Una ricevuta è un umile pezzo di carta, di quelli che si chiedono dopo aver comprato della farina o saldato il conto di un albergo. Al Castillo de San Marcos di St. Augustine, in Florida, divenne il prezzo per consegnare una fortezza.
Quando le forze confederate si presentarono al Castillo de San Marcos nel 1861, l’Unione aveva lasciato sul posto un solo soldato come custode. Lui si rifiutò di consegnare il forte a meno che i Confederati non gli dessero una ricevuta; loro gliela diedero, e il passaggio avvenne senza che venisse sparato un solo colpo.[1]
Le mura che circondarono quello scambio erano tutt’altro che fragili. Costruito dagli spagnoli tra il 1672 e il 1695 ai margini della baia di Matanzas, il Castillo de San Marcos è il più antico forte in muratura degli Stati Uniti continentali.[1] La sua pietra di coquina, formata da conchiglie compresse, aiutò il forte a resistere a cannonate, assedi, occupazioni e alla lunga abitudine delle bandiere di cambiare sopra St. Augustine.[1]
A metà del XIX secolo, la vecchia roccaforte spagnola aveva già attraversato diverse vite politiche. Era stata spagnola, britannica, di nuovo spagnola e poi americana.

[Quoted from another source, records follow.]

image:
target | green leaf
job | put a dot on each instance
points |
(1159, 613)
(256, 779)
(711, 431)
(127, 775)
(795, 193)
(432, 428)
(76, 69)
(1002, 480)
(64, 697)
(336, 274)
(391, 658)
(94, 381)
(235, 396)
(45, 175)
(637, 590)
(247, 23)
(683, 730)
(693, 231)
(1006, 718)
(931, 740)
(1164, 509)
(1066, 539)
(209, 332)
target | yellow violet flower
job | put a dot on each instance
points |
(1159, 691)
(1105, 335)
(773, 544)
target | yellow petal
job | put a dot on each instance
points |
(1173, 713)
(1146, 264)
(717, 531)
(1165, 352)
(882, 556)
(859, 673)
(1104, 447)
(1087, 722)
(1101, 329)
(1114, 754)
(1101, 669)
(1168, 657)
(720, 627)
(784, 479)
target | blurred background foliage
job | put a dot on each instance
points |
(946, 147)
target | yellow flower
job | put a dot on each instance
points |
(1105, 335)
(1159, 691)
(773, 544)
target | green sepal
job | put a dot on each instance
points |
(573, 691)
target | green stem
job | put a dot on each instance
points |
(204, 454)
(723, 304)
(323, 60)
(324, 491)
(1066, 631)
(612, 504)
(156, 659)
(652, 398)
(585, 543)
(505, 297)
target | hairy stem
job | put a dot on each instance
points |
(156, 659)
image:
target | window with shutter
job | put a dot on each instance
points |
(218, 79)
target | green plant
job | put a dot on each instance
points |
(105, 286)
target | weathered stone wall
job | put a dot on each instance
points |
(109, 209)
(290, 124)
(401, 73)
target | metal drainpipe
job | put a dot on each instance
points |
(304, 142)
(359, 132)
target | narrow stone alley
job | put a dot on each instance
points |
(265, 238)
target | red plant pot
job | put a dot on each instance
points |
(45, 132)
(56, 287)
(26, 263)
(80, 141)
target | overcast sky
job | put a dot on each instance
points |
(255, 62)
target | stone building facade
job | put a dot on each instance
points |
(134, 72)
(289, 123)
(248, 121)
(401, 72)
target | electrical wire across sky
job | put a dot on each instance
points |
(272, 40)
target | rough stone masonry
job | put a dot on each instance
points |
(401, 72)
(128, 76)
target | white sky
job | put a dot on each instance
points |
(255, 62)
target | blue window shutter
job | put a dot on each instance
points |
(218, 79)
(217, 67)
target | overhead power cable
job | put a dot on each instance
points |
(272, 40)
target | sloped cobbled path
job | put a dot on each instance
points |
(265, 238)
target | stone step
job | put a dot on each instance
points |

Sotto il controllo degli Stati Uniti era conosciuta come Fort Marion, anche se la struttura sotto quel nome restava la stessa massiccia fortezza costiera, estesa su oltre 20 acri a St. Augustine.[1]
Poi la Florida si avviò verso la secessione. Le truppe federali si ritirarono dalla postazione, e un solo soldato fu lasciato indietro per sorvegliarla.[1] È la sproporzione della situazione a rendere memorabile la storia: un forte portuale costruito per l’impero e per l’artiglieria, ridotto per un momento a un custode solitario e alle regole che lui riteneva di dover ancora rispettare.
Quando arrivarono le truppe confederate, non dovettero martellare le mura. Non ci fu alcun cannoneggiamento attraverso la baia, nessuna ultima resistenza nelle casematte, nessun fumo sopra il fossato. Il custode era disposto a consegnare il forte, ma non a farlo alla leggera. Voleva una prova che la proprietà fosse stata ceduta come si doveva. Pretese una ricevuta.[1]
I Confederati gliene diedero una.[1]
Quel piccolo atto burocratico bastò. Il Castillo de San Marcos passò in mano confederata senza che venisse sparato un colpo.[1] In una guerra ricordata attraverso campi di battaglia, uniformi strappate ed elenchi di caduti, questo passaggio sopravvive in un registro diverso: un forte immenso, un soldato solo e l’insistenza sul fatto che persino una resa dovesse essere documentata.
Il controllo confederato sul forte fu breve rispetto alla lunga vita del Castillo. Le forze dell’Unione tornarono a St. Augustine nel 1862, dopo che le truppe confederate evacuarono la città, e il vecchio forte tornò sotto il controllo degli Stati Uniti.[1] In seguito sarebbe stato preservato come luogo storico e riconosciuto come Castillo de San Marcos National Monument.[1]
Oggi i visitatori tendono a notare prima di tutto la geometria della pietra: i bastioni, il cortile aperto, la vista verso l’acqua. Il forte può sembrare permanente, quasi geologico, come se fosse sempre appartenuto a quella linea di costa. Ma per uno strano momento del 1861, il suo passaggio dipese da un custode deciso ad assicurarsi che, se qualcuno voleva prendersi il forte, avrebbe dovuto firmare per averlo.